Hugging Face is transferring the safetensors library—its secure serialization format for AI model weights—to the PyTorch Foundation, which is shepherded by the Linux Foundation. The announcement was made by Julien Chaumond, CTO of Hugging Face, via social media.
The goal of the transfer is to make the format a neutral, community-driven standard. Safetensors is designed to be a safe and fast alternative to Python's native pickle module for storing tensors, which has been a significant security vulnerability in the AI supply chain.
What Happened
Hugging Face initiated the legal and technical process to donate the Safetensors project to the PyTorch Foundation. The PyTorch Foundation, part of the Linux Foundation, will become the new steward of the library's governance, development, and maintenance.
Context
Safetensors was created by Hugging Face to address a critical security flaw: the widespread use of pickle to save and load PyTorch model weights. The pickle format can execute arbitrary code during deserialization, making downloaded models a potential vector for malware. Safetensors stores only the raw tensor data with a secure header, eliminating this risk while also offering performance benefits in loading speed.
Since its introduction, Safetensors has seen rapid adoption across the open-source AI ecosystem. It is the recommended format on the Hugging Face Hub and is supported by major frameworks including PyTorch, TensorFlow, JAX, and Flax.
gentic.news Analysis
This donation is a strategic move to decouple a critical infrastructure project from a single corporate entity and solidify its position as an industry standard. By placing Safetensors under the neutral governance of the PyTorch Foundation, Hugging Face is betting that broader institutional backing will accelerate adoption and ensure its long-term maintenance, similar to how the Linux Foundation stewards other foundational open-source projects.
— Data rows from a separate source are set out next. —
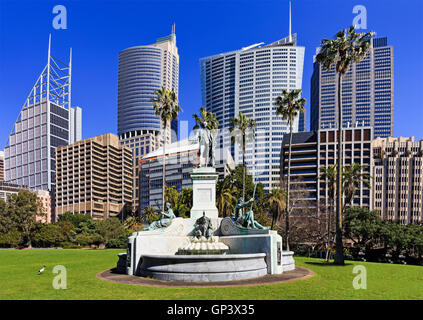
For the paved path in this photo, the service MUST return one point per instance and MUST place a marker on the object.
(288, 276)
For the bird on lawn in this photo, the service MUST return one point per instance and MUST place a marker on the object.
(41, 270)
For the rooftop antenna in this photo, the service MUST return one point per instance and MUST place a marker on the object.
(290, 37)
(173, 31)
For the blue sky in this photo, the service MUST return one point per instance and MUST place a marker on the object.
(98, 30)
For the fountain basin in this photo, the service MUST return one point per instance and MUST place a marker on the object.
(207, 268)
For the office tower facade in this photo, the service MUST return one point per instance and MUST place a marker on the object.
(181, 157)
(314, 150)
(43, 125)
(304, 174)
(75, 114)
(7, 188)
(1, 166)
(302, 123)
(48, 210)
(248, 81)
(398, 175)
(367, 92)
(356, 149)
(94, 176)
(143, 69)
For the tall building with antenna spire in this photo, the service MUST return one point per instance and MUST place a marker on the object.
(142, 70)
(248, 81)
(45, 122)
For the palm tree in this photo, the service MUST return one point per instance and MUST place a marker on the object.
(225, 198)
(348, 47)
(289, 106)
(276, 199)
(352, 177)
(329, 174)
(206, 120)
(167, 108)
(245, 128)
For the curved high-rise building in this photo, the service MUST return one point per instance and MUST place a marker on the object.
(139, 75)
(143, 69)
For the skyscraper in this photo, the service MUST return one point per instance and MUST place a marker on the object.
(94, 176)
(1, 166)
(44, 123)
(248, 81)
(143, 69)
(398, 174)
(367, 92)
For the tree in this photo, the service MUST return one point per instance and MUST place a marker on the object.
(50, 234)
(289, 106)
(348, 47)
(181, 203)
(243, 130)
(166, 107)
(329, 174)
(131, 223)
(24, 207)
(225, 198)
(67, 228)
(109, 229)
(353, 176)
(362, 227)
(276, 199)
(234, 180)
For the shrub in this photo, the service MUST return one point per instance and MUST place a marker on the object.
(11, 239)
(49, 235)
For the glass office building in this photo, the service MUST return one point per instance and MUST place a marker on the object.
(143, 69)
(248, 81)
(45, 122)
(367, 93)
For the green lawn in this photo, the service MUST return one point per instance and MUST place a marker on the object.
(19, 280)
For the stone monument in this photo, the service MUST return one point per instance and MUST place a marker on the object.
(205, 247)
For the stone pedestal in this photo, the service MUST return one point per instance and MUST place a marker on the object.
(204, 192)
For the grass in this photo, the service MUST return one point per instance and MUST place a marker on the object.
(19, 280)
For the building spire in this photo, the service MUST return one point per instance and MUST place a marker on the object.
(290, 32)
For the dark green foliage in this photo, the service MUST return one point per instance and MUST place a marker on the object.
(49, 235)
(85, 238)
(75, 218)
(362, 226)
(110, 229)
(10, 239)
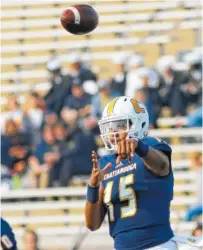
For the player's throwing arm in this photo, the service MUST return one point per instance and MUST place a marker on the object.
(94, 209)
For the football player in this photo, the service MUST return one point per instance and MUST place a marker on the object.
(8, 241)
(133, 184)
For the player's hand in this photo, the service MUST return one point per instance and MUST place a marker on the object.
(97, 174)
(126, 149)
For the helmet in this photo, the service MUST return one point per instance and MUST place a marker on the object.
(123, 115)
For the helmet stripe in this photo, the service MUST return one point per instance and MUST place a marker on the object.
(137, 107)
(111, 106)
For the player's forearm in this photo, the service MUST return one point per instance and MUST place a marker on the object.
(94, 215)
(157, 162)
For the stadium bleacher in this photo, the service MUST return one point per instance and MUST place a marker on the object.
(132, 26)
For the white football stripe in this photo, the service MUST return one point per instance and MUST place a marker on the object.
(76, 14)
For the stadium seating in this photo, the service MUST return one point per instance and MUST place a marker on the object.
(137, 23)
(153, 29)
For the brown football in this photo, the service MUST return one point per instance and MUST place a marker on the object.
(79, 19)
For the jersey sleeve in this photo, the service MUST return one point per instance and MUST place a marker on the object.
(158, 144)
(8, 241)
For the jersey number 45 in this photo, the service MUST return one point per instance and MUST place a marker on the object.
(126, 194)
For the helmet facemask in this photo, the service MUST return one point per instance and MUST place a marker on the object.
(113, 129)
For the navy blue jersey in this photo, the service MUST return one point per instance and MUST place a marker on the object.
(8, 241)
(138, 201)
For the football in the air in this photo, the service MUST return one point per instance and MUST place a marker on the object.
(79, 19)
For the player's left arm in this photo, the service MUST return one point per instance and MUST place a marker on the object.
(154, 159)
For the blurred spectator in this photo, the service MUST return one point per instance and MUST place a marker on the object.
(195, 119)
(177, 87)
(75, 157)
(118, 83)
(194, 60)
(76, 106)
(34, 116)
(60, 86)
(45, 157)
(15, 144)
(5, 178)
(149, 96)
(198, 230)
(195, 211)
(78, 71)
(60, 132)
(133, 81)
(20, 175)
(50, 118)
(30, 240)
(14, 112)
(100, 100)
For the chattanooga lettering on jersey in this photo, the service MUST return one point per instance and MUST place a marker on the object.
(119, 171)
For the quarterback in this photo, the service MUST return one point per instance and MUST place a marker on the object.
(134, 183)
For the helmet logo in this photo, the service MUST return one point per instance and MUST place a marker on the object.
(136, 106)
(111, 106)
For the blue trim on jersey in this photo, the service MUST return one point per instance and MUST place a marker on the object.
(151, 237)
(149, 225)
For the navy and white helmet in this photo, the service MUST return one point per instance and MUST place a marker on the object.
(127, 113)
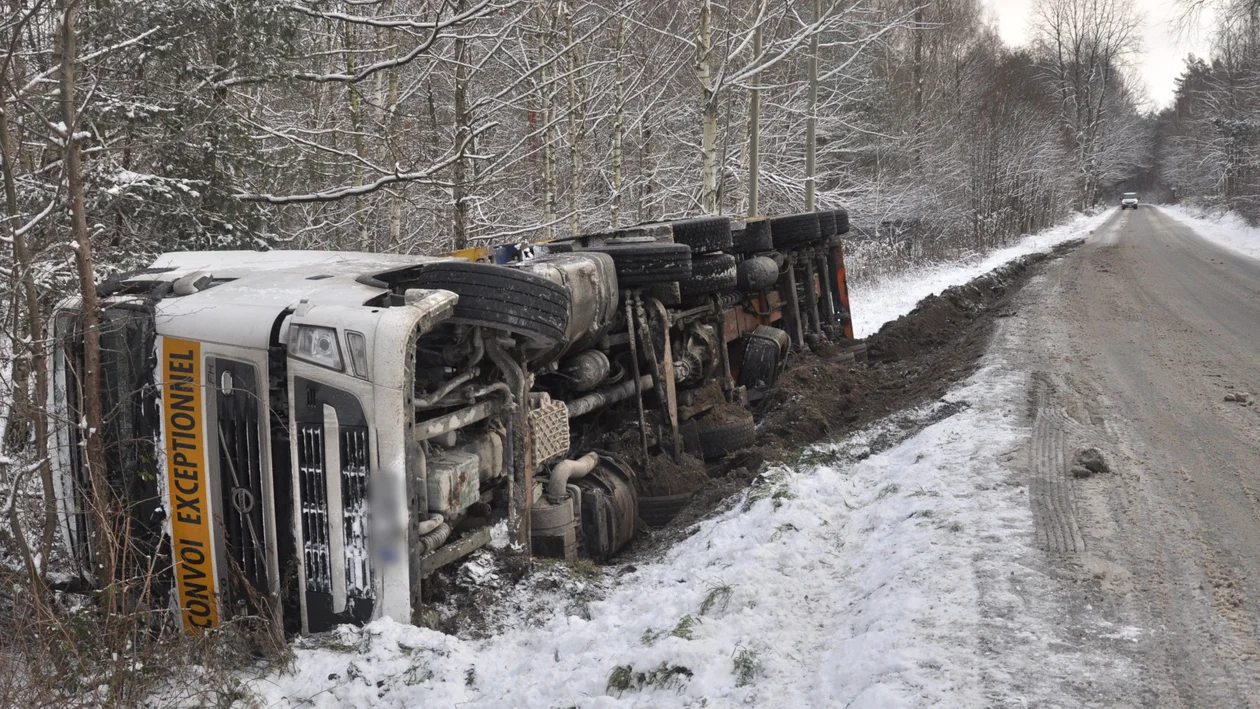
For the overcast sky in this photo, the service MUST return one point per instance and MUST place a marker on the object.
(1164, 48)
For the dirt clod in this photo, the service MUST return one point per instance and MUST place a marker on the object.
(1091, 461)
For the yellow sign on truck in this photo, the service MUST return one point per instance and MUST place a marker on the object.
(188, 484)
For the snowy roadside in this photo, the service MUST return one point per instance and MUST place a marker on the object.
(873, 572)
(885, 300)
(1222, 228)
(846, 579)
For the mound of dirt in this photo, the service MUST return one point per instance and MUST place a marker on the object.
(663, 476)
(911, 360)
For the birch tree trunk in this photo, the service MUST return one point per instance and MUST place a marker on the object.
(103, 511)
(708, 106)
(812, 119)
(463, 130)
(619, 124)
(755, 132)
(575, 154)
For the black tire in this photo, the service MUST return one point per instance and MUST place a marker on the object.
(842, 221)
(827, 224)
(711, 272)
(717, 440)
(662, 509)
(795, 229)
(704, 234)
(500, 297)
(648, 263)
(754, 237)
(759, 367)
(756, 273)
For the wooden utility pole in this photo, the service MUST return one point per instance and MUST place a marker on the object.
(812, 119)
(90, 319)
(755, 131)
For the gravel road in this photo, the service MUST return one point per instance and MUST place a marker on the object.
(1133, 344)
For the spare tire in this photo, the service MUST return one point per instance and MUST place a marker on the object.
(711, 272)
(704, 234)
(649, 262)
(795, 229)
(754, 237)
(499, 297)
(756, 273)
(842, 221)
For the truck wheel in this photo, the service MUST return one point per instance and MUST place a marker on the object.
(662, 510)
(711, 272)
(721, 437)
(827, 223)
(842, 221)
(756, 273)
(704, 234)
(648, 263)
(500, 297)
(795, 229)
(759, 367)
(754, 237)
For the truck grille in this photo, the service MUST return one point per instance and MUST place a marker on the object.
(241, 481)
(354, 511)
(242, 490)
(314, 506)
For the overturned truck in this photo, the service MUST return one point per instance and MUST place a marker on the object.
(308, 436)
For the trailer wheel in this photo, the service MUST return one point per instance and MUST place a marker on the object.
(662, 510)
(704, 234)
(795, 229)
(500, 297)
(756, 273)
(754, 237)
(711, 272)
(648, 263)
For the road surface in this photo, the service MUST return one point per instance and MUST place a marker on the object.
(1133, 343)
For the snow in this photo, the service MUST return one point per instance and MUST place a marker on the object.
(886, 300)
(1227, 229)
(900, 578)
(885, 569)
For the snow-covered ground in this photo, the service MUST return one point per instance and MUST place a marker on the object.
(880, 301)
(1224, 228)
(864, 574)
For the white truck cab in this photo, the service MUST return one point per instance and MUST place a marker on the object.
(308, 436)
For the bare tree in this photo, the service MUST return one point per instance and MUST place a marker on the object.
(1085, 44)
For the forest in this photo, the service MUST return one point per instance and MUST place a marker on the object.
(134, 127)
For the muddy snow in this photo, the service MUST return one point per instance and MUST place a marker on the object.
(891, 567)
(883, 300)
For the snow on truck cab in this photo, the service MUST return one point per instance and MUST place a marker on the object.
(310, 435)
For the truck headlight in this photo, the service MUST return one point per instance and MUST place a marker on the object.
(316, 345)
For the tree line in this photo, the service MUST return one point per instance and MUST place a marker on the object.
(130, 127)
(1207, 142)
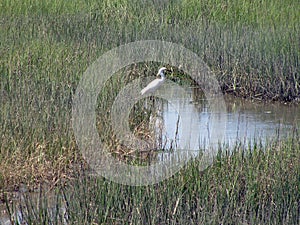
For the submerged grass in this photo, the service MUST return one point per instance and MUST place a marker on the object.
(243, 186)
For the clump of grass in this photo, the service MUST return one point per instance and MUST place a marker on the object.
(46, 46)
(246, 185)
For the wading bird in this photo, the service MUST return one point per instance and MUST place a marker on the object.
(153, 85)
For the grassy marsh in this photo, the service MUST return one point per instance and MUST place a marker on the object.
(253, 47)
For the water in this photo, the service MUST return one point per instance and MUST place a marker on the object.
(194, 123)
(203, 127)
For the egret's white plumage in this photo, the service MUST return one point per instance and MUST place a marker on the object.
(153, 85)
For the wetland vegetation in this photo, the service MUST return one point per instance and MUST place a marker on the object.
(253, 47)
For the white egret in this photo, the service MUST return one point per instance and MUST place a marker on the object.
(155, 84)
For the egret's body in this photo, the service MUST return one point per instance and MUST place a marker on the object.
(155, 84)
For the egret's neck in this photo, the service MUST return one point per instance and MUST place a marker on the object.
(162, 75)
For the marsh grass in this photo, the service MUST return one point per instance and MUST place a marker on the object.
(257, 185)
(45, 47)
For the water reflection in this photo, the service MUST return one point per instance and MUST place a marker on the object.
(243, 121)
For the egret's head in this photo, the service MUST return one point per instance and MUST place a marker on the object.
(161, 71)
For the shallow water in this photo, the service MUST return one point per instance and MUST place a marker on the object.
(203, 126)
(195, 122)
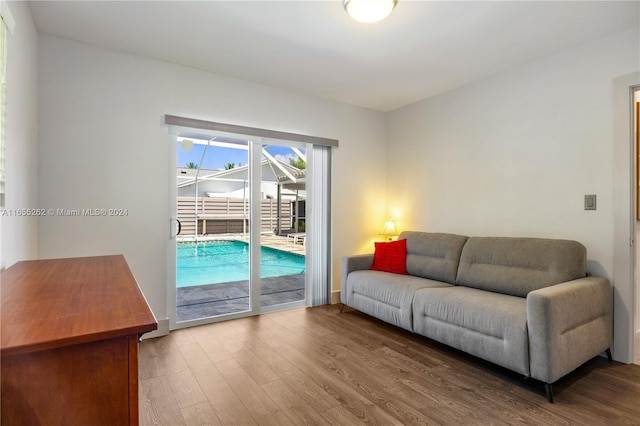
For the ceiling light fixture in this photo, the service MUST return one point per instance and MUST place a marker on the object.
(369, 11)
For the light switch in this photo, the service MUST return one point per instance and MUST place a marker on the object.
(590, 202)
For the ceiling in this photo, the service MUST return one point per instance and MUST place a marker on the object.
(312, 47)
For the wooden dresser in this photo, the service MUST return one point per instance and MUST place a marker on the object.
(69, 335)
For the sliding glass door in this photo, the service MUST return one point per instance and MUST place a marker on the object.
(241, 215)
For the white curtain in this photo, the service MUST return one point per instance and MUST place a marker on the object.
(318, 225)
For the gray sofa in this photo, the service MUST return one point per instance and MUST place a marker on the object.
(526, 304)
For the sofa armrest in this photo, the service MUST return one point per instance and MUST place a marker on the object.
(568, 323)
(353, 263)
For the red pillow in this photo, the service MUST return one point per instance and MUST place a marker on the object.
(390, 257)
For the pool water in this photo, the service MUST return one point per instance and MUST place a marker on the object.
(213, 262)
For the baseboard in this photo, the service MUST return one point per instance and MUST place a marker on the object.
(163, 329)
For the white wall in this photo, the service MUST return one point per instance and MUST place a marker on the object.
(19, 235)
(515, 154)
(102, 145)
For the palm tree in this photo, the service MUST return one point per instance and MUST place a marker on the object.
(298, 163)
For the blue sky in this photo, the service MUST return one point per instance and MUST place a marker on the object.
(218, 157)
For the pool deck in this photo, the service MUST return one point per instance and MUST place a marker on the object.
(210, 300)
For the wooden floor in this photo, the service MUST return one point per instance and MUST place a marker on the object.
(319, 366)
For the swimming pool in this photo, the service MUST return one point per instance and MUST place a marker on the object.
(213, 262)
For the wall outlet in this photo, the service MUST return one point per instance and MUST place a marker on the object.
(590, 202)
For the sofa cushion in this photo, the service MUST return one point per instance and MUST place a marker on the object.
(491, 326)
(385, 295)
(390, 257)
(517, 266)
(433, 255)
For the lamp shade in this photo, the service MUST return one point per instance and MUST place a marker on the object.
(369, 11)
(389, 229)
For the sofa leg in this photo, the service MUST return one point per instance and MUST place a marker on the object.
(549, 390)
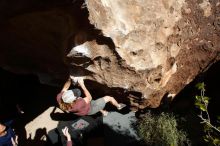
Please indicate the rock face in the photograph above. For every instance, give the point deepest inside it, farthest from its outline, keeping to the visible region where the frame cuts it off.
(154, 48)
(160, 46)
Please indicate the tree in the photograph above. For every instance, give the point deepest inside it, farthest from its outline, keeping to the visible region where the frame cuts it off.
(212, 132)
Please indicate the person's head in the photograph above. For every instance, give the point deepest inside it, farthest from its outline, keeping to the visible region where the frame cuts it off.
(68, 98)
(2, 129)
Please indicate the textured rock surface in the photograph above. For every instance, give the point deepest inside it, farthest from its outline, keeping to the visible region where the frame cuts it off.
(161, 45)
(154, 48)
The timing is significant. As AI model sharing becomes ubiquitous, security concerns are paramount. The industry has been grappling with pickle-based vulnerabilities for years; standardizing on a secure alternative is a necessary step for enterprise adoption and secure deployment pipelines. This move also aligns with a broader trend of major AI players contributing key technologies to foundations to foster ecosystem growth while reducing perceived vendor lock-in. For practitioners, this transfer should increase confidence in the format's longevity and neutrality, making it a safer default choice for model serialization.
Frequently Asked Questions
What is Safetensors?
Safetensors is a secure serialization format for tensors (the multidimensional arrays that form AI model weights). It was created by Hugging Face as a safe replacement for Python's pickle, which can execute arbitrary and potentially malicious code when loading a file. Safetensors only stores the raw numerical data, making it inherently safe to load.
Why is moving Safetensors to the PyTorch Foundation important?
Transferring the project to a foundation neutralizes its governance. It is no longer a "Hugging Face project" but a community standard stewarded by a non-profit entity (the PyTorch Foundation under the Linux Foundation). This encourages broader trust, wider contribution, and ensures the project's development aligns with the needs of the entire PyTorch and open-source AI ecosystem, not a single company.
Do I need to change how I use Safetensors?
For most users, no immediate change is required. The library's API and functionality are expected to remain consistent. The primary change is in the project's governance and long-term maintenance structure. The goal is a seamless transition that provides greater stability and community input moving forward.
What frameworks support Safetensors?
Safetensors has broad framework support. It works natively with PyTorch, and libraries exist for TensorFlow, JAX, and Flax. Its design as a simple, framework-agnostic format for storing raw tensor data is a key reason for its widespread adoption and suitability as a cross-framework standard.